Tanpa mengatakan apapun, Allena bergegas menuju kamarnya. Dia teringat belum menyiapkan pakaian ke kantor untuk Nio.
Sesampainya di kamar, Allena pergi ke ruang ganti. Namun, Allena tak melihat keberadaan Nio. Terdengar suara gemericik air dan dia tahu Nio masih berada di dalamnya. Allena pun mulai menyiapkan pakaian untuk Nio kenakan ke kantor dan beberapa keperluan Nio lainnya.
Tak lama Nio keluar dari kamar mandi dengan hanya memakai jubah mandinya. Dia kemudian menyandarkan bahunya di pintu ketika menyadari Allena tengah menyiapkan keperluannya untuk ke kantor. Tatapannya tak terlepas dari apa yang Allena lakukan. Pergerakan Allena, entah itu gerakan tangan, atau rambutnya yang masih terikat cepol berantakan yang sesekali bergerak seiring pergerakannya, membuat Nio tersenyum.
Ketika berada dalam keadaan seperti ini, Allena terlihat layaknya seorang istri yang sepenuhnya diam di rumah, yang hanya menjadi ibu rumah tangga dan menunggu Nio kembali dari kantor saat sore harinya.
Namun, tidak. Allena adalah Direktur di sebuah perusahaan yang bergerak di bidang eskpor-impor. Perusahaan itu milik Cahyo, yang tak lain adalah papi Allena, mertuanya Nio.
Ya, papi Allena adalah pimpinan di perusahaan ekspor-impor yang sudah bergerak cukup lama itu, tetapi baru Allena ketahui sejak satu tahun terakhir ini, tepatnya setelah sang papi mengalami masalah kesehatan dan mengharuskannya untuk istirahat sepenuhnya. Hal itu menyebabkan sang papi pensiun dini dari perusahaan. Itu sebabnya, Allena mengambil alih perusahaan itu setelah sang papi memberikan kuasanya agar Allena menggantikan posisinya di perusahaan.
Allena tak memiliki pilihan lain, beruntungnya hingga satu tahun terakhir ini, atau tepatnya ketika dia harus menerima kuasa itu, Nio memahami keadaannya.

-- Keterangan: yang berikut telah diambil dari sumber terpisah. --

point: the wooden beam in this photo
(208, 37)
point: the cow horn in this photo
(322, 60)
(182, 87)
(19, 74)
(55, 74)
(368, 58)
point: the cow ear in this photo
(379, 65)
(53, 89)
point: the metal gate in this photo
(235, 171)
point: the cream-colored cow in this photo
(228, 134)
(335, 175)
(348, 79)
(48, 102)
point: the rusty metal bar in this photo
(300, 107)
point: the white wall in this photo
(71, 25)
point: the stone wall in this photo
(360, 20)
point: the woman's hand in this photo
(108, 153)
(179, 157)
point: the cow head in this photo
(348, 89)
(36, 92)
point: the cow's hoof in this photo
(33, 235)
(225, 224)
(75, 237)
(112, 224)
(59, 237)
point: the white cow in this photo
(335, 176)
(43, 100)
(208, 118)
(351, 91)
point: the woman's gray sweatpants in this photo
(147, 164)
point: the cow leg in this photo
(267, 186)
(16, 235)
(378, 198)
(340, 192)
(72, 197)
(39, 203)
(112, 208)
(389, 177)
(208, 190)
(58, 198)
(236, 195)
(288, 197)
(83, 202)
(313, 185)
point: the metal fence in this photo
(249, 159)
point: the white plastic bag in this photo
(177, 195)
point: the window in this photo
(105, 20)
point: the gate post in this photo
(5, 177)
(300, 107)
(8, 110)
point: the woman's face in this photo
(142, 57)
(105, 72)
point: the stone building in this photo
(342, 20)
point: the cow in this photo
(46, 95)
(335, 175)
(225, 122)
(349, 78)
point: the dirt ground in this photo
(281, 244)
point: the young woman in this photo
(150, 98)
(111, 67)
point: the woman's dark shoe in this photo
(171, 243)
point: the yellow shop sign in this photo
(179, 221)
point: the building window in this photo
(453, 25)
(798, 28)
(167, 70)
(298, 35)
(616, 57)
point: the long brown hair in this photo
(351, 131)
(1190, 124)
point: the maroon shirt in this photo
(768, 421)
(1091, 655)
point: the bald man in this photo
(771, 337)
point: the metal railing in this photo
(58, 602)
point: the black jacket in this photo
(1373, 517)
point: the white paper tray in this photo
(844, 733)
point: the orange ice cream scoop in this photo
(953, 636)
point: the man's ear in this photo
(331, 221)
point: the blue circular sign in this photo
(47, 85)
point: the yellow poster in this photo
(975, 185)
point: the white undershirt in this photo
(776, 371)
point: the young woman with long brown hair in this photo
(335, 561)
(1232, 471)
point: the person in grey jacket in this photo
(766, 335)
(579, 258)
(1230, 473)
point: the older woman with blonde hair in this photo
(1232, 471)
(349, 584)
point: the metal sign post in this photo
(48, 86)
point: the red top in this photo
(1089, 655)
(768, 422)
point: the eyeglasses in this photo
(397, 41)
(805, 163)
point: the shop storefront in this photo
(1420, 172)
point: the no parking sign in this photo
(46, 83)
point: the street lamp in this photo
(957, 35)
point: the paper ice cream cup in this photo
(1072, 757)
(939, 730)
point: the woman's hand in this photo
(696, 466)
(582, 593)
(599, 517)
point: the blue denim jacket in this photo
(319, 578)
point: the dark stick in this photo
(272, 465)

Nio tak mempermasalahkan Allena yang harus bekerja lantaran tahu papi mertuanya tak memiliki siapapun lagi sebagai pewaris keluarganya. Ya, Allena adalah anak tunggal di keluarga Cahyo. Allena lah penerus keluarga Cahyo.

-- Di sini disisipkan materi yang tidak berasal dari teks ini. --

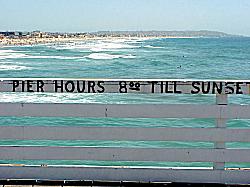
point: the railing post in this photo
(221, 99)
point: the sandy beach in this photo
(34, 41)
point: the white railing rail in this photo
(219, 135)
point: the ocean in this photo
(173, 58)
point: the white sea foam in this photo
(53, 57)
(105, 56)
(10, 54)
(153, 47)
(13, 67)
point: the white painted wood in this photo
(123, 154)
(113, 85)
(123, 133)
(127, 174)
(125, 110)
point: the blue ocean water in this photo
(192, 58)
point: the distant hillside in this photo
(201, 33)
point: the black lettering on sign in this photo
(15, 84)
(40, 85)
(123, 87)
(229, 89)
(91, 86)
(57, 86)
(101, 87)
(69, 86)
(153, 83)
(23, 86)
(80, 87)
(205, 87)
(196, 88)
(29, 86)
(217, 88)
(175, 88)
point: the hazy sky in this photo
(231, 16)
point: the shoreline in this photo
(7, 42)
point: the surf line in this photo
(89, 86)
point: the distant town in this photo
(34, 37)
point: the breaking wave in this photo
(105, 56)
(13, 67)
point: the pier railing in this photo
(219, 134)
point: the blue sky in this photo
(231, 16)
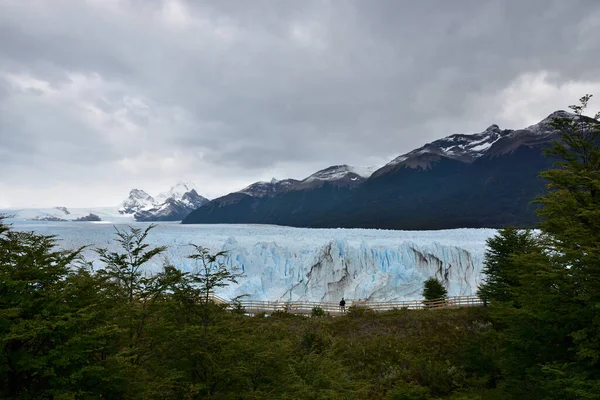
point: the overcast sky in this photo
(100, 96)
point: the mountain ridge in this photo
(486, 179)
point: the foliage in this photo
(318, 312)
(545, 290)
(433, 289)
(68, 332)
(500, 269)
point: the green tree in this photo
(433, 289)
(500, 269)
(549, 345)
(212, 273)
(131, 289)
(54, 339)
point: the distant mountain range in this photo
(173, 205)
(487, 179)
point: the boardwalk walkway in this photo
(253, 307)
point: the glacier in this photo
(294, 264)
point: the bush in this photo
(317, 312)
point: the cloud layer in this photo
(100, 96)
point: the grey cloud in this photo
(256, 85)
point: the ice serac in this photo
(282, 263)
(339, 269)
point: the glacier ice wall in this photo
(291, 264)
(337, 269)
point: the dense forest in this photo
(68, 331)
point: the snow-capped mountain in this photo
(468, 148)
(486, 179)
(173, 205)
(176, 192)
(339, 172)
(136, 201)
(262, 188)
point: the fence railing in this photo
(253, 307)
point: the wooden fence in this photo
(252, 307)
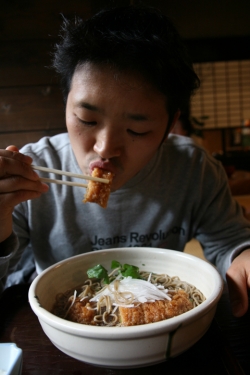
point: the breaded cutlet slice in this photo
(150, 312)
(98, 192)
(80, 313)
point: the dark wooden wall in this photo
(30, 98)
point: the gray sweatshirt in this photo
(181, 194)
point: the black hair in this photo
(129, 38)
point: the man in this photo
(125, 78)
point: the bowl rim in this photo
(131, 331)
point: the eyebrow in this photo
(89, 106)
(132, 116)
(137, 117)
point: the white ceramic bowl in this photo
(11, 358)
(124, 347)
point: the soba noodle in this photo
(103, 302)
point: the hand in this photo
(238, 279)
(18, 183)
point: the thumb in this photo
(12, 148)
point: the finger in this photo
(237, 287)
(13, 153)
(12, 148)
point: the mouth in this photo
(106, 165)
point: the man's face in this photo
(115, 122)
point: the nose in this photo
(109, 143)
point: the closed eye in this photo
(136, 134)
(88, 123)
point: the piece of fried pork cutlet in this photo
(150, 312)
(80, 313)
(98, 192)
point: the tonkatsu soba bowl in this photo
(119, 344)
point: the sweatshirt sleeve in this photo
(9, 248)
(221, 227)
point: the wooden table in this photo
(224, 349)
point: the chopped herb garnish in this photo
(98, 272)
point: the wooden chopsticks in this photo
(64, 173)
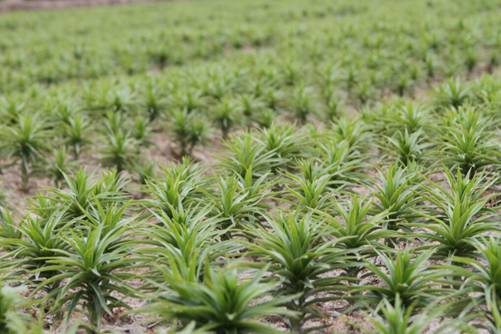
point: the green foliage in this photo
(25, 143)
(221, 303)
(299, 256)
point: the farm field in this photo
(218, 166)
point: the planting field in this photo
(251, 166)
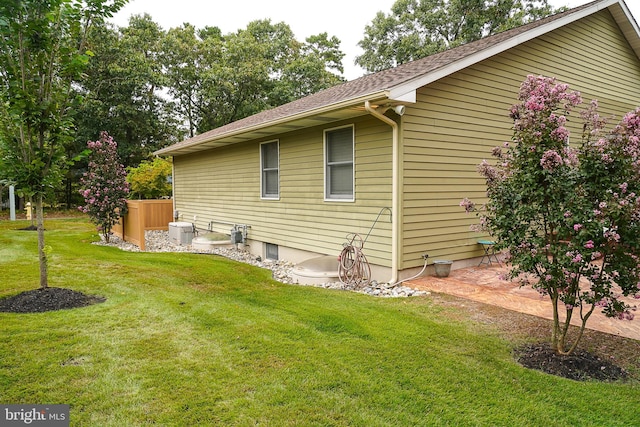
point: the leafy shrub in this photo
(104, 185)
(568, 218)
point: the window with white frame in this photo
(339, 165)
(270, 170)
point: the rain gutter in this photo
(395, 202)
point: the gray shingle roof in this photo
(385, 81)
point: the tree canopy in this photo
(43, 55)
(418, 28)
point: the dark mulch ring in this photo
(47, 299)
(580, 366)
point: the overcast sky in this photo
(344, 19)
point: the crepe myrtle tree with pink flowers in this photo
(567, 218)
(104, 185)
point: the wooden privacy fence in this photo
(143, 215)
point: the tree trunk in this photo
(42, 254)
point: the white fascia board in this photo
(413, 85)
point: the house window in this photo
(270, 251)
(270, 170)
(338, 148)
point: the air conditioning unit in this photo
(181, 233)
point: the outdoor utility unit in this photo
(181, 232)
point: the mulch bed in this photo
(47, 299)
(579, 366)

Nio memahami, bahwa membangun sebuah perusahaan tak semudah membalikan telapak tangan. Sebagai menantu Cahyo, tentu dia tak mungkin membiarkan perusahaan itu hancur begitu saja.
"Uh, astaga!" Allena tersentak ketika dirinya berbalik dan melihat Nio yang rupanya tengah berdiri di depan pintu. Sedangkan Nio justru menaikan satu alisnya.

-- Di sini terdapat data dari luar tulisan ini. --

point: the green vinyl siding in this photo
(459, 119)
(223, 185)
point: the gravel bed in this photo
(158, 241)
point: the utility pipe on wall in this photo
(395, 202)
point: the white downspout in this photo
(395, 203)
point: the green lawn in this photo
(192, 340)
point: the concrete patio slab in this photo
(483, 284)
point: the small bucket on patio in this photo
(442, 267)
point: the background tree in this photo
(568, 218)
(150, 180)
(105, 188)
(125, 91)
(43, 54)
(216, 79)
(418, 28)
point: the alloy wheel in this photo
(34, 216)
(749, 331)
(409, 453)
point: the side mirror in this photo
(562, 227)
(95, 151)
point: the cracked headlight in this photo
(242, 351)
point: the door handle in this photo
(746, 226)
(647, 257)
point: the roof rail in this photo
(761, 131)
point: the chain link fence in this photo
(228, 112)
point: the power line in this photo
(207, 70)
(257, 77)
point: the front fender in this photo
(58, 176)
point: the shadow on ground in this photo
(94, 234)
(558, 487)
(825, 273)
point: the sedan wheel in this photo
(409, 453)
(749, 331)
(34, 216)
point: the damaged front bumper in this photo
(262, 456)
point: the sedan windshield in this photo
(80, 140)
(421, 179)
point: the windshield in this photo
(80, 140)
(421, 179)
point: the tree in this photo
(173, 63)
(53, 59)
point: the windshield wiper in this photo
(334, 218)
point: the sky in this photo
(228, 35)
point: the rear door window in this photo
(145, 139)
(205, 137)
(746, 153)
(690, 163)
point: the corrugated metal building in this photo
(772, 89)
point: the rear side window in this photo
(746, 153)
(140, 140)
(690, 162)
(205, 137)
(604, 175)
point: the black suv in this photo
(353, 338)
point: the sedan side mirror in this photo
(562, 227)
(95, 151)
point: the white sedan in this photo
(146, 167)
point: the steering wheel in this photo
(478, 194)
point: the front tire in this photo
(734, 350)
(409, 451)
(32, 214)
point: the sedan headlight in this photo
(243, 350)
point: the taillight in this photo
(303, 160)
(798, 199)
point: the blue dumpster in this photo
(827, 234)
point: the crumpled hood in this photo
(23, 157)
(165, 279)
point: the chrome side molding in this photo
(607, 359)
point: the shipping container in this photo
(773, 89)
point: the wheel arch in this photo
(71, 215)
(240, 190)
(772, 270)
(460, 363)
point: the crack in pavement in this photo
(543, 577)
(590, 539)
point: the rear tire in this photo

"Huh! Apa lucu mengejutkan diriku seperti itu?" tanya Allena sedikit kesal. Jantungnya berdegup cepat.
"Lihatlah, pria tampan ini suamimu, bukan hantu, Sayang. Kenapa harus terkejut seperti itu?" ucap Nio seraya terkekeh dan mendekati Allena.
Allena menatap Nio dengan tajam, sebelum akhirnya dia memberikan pakaian kantor yang sudah dia siapkan pada Nio.
"Aku akan mandi dulu," ucap Allena dan diangguki oleh Nio.
Allena bergegas ke kamar mandi, dan Nio pun memilih memakai pakaiannya.